# YOLOv4 Data Mining Method

In [None]:
# !rm -r train/
# !rm -r test/
# !rm *.csv
# !rm *.txt
# !rm *.py
# !rm *.weights
# !rm -r darknet/

In [None]:
from google.colab import drive
drive.mount('/content/drive')

## Installing dependencies

In [None]:
!pip3 install boto3

## Importing Libraries

In [None]:
import cv2, os
import pandas as pd

## Cloning & Staging YOLO Framework

In [None]:
!ls
!cd /content
!rm -fr darknet
!git clone https://github.com/AlexeyAB/darknet/
% cd darknet
!sed -i 's/OPENCV=0/OPENCV=1/g' Makefile
!sed -i 's/GPU=0/GPU=1/g' Makefile
!sed -i 's/CUDNN=0/CUDNN=1/g' Makefile
!apt update
!apt-get install libopencv-dev

In [None]:
!make &> compile.log
%cd ..

In [None]:
# %cd ..

### Data Set Preparation
- Initializing variables
- Create Directory Structure
- Get annotations csv file 
- Randomly select images for people and boxes
- Prepare Image List
- Download Images
- Resize Images
- Generate Image annotations labes
- Create train.txt and valid.txt files
- Create obj.names and obj.data

In [None]:
# Initializing variables
classes = [('box', '/m/025dyy', 0),
           ('person', '/m/01g317', 1)]
# classes = [('person', '/m/01g317', 0)]
partitions = ['train', 'validation', 'test']
img_folders = ['images'] 
# v0002
cols_to_keep_0 = ['ImageID', 'LabelName']
cols_to_keep_1 = ['ImageID', 'LabelName', 'XMin', 'XMax', 'YMin','YMax']
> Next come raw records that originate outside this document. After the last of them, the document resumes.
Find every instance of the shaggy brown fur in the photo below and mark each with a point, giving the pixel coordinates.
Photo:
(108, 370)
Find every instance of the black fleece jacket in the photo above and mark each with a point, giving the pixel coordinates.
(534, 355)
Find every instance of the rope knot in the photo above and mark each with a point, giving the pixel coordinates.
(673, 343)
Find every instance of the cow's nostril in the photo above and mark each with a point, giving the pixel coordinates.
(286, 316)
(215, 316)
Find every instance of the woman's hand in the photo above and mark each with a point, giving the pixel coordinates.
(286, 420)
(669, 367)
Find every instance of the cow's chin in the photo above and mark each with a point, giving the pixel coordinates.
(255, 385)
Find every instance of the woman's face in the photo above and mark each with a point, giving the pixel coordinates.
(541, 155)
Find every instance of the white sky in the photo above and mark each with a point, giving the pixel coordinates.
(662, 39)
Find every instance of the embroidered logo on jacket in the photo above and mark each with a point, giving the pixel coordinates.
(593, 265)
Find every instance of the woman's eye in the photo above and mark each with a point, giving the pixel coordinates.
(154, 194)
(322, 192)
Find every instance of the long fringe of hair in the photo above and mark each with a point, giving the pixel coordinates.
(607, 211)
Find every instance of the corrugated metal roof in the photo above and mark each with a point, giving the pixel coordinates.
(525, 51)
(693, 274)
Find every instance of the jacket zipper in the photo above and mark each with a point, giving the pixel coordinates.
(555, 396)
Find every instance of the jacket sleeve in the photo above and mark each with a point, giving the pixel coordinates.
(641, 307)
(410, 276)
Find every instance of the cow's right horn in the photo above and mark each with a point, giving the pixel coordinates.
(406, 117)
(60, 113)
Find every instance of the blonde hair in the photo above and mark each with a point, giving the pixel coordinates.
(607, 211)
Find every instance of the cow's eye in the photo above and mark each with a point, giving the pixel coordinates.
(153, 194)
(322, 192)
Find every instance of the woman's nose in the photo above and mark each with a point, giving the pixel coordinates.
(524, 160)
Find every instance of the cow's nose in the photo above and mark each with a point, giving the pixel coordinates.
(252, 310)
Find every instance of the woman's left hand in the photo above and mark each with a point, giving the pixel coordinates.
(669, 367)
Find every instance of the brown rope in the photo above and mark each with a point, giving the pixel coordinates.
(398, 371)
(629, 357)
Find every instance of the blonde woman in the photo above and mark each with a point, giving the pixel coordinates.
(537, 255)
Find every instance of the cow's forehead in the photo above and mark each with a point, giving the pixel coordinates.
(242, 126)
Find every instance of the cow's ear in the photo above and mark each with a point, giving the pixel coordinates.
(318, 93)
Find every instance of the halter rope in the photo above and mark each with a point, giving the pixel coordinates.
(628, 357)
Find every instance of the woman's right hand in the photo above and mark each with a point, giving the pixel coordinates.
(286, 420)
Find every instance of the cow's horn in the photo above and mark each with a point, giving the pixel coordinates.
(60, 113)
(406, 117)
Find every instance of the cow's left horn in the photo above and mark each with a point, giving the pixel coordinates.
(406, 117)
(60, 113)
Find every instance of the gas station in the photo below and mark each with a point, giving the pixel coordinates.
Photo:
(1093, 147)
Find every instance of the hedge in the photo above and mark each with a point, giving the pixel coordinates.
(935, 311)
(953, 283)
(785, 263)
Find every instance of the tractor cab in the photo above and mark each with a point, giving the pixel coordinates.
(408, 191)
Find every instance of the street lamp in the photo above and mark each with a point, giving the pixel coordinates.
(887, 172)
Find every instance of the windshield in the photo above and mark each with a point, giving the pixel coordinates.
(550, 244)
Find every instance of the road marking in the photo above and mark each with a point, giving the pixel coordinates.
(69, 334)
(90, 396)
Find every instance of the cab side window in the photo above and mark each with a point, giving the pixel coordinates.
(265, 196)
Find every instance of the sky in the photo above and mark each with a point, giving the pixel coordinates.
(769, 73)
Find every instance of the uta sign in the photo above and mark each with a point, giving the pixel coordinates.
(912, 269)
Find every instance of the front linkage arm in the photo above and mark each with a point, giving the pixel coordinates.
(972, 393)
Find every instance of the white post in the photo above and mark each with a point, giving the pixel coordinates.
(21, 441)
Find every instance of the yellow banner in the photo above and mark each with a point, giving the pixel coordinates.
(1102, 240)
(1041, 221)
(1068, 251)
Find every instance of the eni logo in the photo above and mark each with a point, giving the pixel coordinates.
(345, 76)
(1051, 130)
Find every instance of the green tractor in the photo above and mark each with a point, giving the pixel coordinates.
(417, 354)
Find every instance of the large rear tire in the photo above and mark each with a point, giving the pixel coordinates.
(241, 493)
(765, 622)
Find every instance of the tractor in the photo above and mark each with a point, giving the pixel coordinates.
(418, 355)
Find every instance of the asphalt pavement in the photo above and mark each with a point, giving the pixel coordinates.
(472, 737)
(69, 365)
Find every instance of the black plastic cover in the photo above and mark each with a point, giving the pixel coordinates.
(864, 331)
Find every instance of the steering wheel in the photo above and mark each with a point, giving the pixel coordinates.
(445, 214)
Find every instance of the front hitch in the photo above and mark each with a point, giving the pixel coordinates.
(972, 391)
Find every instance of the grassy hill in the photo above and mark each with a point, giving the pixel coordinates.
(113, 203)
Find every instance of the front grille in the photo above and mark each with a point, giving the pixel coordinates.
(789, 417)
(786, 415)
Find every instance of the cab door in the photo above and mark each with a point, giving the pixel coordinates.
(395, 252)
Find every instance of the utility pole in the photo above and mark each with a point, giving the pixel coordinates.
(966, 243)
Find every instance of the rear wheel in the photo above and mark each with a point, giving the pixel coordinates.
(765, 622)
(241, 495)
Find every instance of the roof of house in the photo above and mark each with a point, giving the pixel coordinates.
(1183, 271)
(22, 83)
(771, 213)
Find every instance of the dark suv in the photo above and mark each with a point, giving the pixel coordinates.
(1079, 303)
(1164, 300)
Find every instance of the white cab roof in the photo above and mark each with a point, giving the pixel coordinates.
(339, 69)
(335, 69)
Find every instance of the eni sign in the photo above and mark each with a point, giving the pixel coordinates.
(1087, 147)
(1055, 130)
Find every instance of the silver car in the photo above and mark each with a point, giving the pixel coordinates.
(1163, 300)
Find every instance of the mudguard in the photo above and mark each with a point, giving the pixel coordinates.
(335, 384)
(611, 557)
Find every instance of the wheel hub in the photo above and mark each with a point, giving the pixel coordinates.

# cols_to_keep_1 = ['path', 'x1', 'y1',	'w', 'h', 'class']
#v0001
# cols_to_keep_0 = ['ImageID', 'LabelName', 'XMin', 'XMax', 'YMin','YMax']

train_max_images = 6000 # 100
train_img_format = 'YOLO' # 'Keras'
validation_size = 0.2
obj_path = 'darknet/data/obj'
data_path = 'darknet/data'


In [None]:
# Creating Directory Structure
for partition in partitions:
  
  for folder in img_folders:
    try:
      os.mkdir("{}_{}".format(partition, folder))
    except:
      print("dir {}_{} exists".format(partition, folder))

try:
  os.mkdir('darknet/data/obj')
except:
  print('darknet/data/obj')

In [None]:
# Getting annotations files
!curl -O https://storage.googleapis.com/openimages/v6/oidv6-train-annotations-bbox.csv
!curl -O https://storage.googleapis.com/openimages/v5/validation-annotations-bbox.csv
!curl -O https://storage.googleapis.com/openimages/v5/test-annotations-bbox.csv
!curl -O https://raw.githubusercontent.com/openimages/dataset/master/downloader.py 
!mv oidv6-train-annotations-bbox.csv train-annotations-bbox.csv

In [None]:
# df = pd.read_csv('train-annotations-bbox.csv')[cols_to_keep_0]
# df = df.loc[df['LabelName'].isin(['/m/025dyy','/m/01g317'])]
# df.head()

In [None]:
# df.loc[df['LabelName']=='/m/025dyy'].count()
# # len(df['ImageID'].unique())

In [None]:
# v002 - Creating Main Image Dataframe  train/test img_list and Pre staging Train_Images.txt list from Annotation Box
partition_info = []
img_df = pd.DataFrame()

for partition in partitions:
  max_images = train_max_images if partition == 'train' else round(train_max_images * validation_size)
  part_fname = '{}-annotations-bbox.csv'.format(partition)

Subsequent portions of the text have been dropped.